Kumul Petroleum Holdings Limited managing director, Wapu Sonk, today handed over a cheque of K150 million to the State Owned Enterprises Minister Hon. William Duma, as final dividend payment for the year.
Mr Sonk said, “This has been a tough year financially for KPHL, we have had to meet our PNG LNG Project JV cash calls associated with the finalisations and connection of the Angore field, raise the finance necessary to acquire an additional 2.6% in the PNG LNG Project and assisting the Government and nation by importing fuel when the fuel crisis arose earlier this year. However, we are happy to make this K150 million dividend payment, in line with our 2024 Annual Operating Plan.”

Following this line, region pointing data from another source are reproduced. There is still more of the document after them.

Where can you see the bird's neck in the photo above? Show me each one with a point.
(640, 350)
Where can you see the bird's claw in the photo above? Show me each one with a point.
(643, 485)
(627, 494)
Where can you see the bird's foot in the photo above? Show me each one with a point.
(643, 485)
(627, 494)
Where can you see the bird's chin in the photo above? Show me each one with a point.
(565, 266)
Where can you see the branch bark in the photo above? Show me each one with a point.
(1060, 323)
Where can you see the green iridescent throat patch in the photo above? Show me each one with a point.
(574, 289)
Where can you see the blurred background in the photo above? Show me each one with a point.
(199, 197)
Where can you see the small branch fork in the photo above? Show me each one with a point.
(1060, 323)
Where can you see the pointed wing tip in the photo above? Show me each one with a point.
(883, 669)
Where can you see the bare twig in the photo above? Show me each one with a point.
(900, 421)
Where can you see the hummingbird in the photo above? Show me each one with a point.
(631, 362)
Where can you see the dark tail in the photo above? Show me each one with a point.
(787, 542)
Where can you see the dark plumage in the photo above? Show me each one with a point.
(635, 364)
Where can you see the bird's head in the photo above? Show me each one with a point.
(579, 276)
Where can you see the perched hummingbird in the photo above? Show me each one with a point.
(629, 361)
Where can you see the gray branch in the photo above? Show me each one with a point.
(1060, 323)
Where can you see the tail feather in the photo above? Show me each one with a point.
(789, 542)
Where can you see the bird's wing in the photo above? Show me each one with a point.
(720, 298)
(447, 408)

Mr Sonk added, “This is the final payment for 2024, a year in which we have paid a total of K300 million in dividends. Since the start of the PNG LNG Project exports in 2014, Kumul Petroleum has paid a total of K3.2 billion in dividends to the State.”
“In addition to payment of dividends since 2014, Kumul Petroleum has paid the State more than K1.1 billion in return of capital, which is part payment of the Kroton equity on behalf of impacted landowners and provincial governments under the vendor finance loan agreement signed between KPHL and beneficiaries in December 2016.”

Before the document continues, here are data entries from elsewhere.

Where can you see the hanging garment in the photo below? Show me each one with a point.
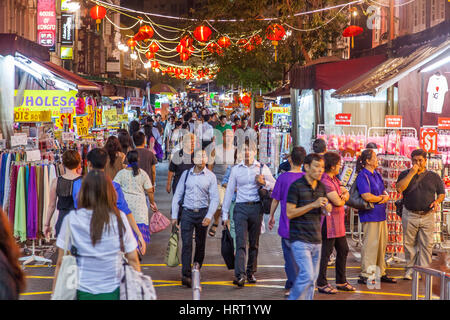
(32, 206)
(12, 195)
(46, 197)
(2, 177)
(20, 220)
(7, 182)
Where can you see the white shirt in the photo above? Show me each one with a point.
(100, 267)
(437, 88)
(242, 179)
(201, 192)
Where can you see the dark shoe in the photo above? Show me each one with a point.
(387, 279)
(185, 281)
(251, 279)
(239, 282)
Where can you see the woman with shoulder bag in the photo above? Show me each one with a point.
(371, 187)
(95, 240)
(333, 228)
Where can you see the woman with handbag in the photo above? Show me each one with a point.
(95, 240)
(371, 188)
(333, 228)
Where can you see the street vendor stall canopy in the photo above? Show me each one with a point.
(393, 70)
(332, 75)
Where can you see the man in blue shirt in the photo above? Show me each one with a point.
(97, 161)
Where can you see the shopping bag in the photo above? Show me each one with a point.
(67, 282)
(158, 222)
(172, 257)
(227, 248)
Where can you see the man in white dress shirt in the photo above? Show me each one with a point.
(246, 179)
(201, 198)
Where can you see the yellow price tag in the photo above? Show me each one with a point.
(82, 125)
(268, 118)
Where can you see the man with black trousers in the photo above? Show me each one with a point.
(246, 178)
(200, 202)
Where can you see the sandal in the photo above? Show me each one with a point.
(212, 232)
(328, 289)
(346, 287)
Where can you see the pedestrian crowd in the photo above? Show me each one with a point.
(213, 175)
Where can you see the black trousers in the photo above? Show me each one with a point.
(191, 221)
(341, 257)
(247, 221)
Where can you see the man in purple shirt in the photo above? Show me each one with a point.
(279, 194)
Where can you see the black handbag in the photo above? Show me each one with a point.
(264, 196)
(227, 248)
(356, 201)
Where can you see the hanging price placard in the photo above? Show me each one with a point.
(428, 140)
(82, 126)
(32, 116)
(268, 118)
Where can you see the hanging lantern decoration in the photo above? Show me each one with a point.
(202, 34)
(154, 64)
(153, 47)
(98, 13)
(256, 40)
(275, 32)
(352, 31)
(212, 47)
(224, 42)
(131, 43)
(187, 41)
(184, 56)
(147, 32)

He noted that aside from direct dividend and return of capital payments, KPHL has spent millions of Kina on health, education, rural electrification and other infrastructure projects, including helping the Government deliver sports outcomes, the latest one being the NRL licence for the PNG franchise to enter the Australian NRL competition in 2028.

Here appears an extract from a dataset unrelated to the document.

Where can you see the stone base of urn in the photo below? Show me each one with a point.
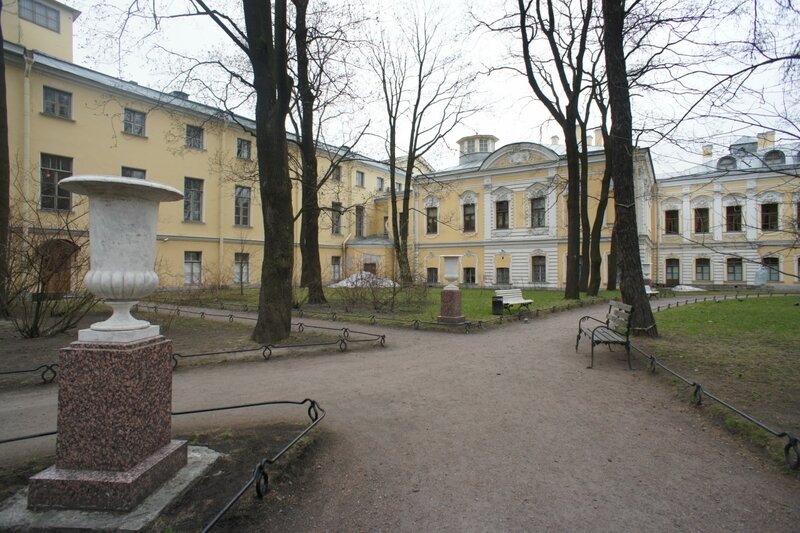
(114, 442)
(451, 306)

“Kumul Petroleum is actively managing its four petroleum retention licences, carrying out work that will make these more attractive to investors, so currently stranded gas fields can be aggregated and commercialised. This expenditure will pay dividends in future years.”
“KPHL is also actively working with our JV partners, ExxonMobil, Santos and TotalEnergies, in further petroleum development projects like Angore, well drilling in Hides, Muruk, Juha and P’nyang.
Mr Sonk continued, “Apart from its ongoing commitments, KPHL is also preparing to participate actively in the forthcoming Papua and P’nyang LNG projects, where we intend to take up our full mandated equity of 22.5%. We will have the necessary financial position and balance sheet to participate, which includes paying the 2% free carry interest for landowners and provincial governments.”
“Kumul Petroleum is thankful for the support received from Prime Minister James Marape, Minister Duma, past and present petroleum ministers and other key Government agencies that will enable us to continue to develop and expand our activities to fully exploit PNG’s advantageous position as a key energy supplier to the Asian market.”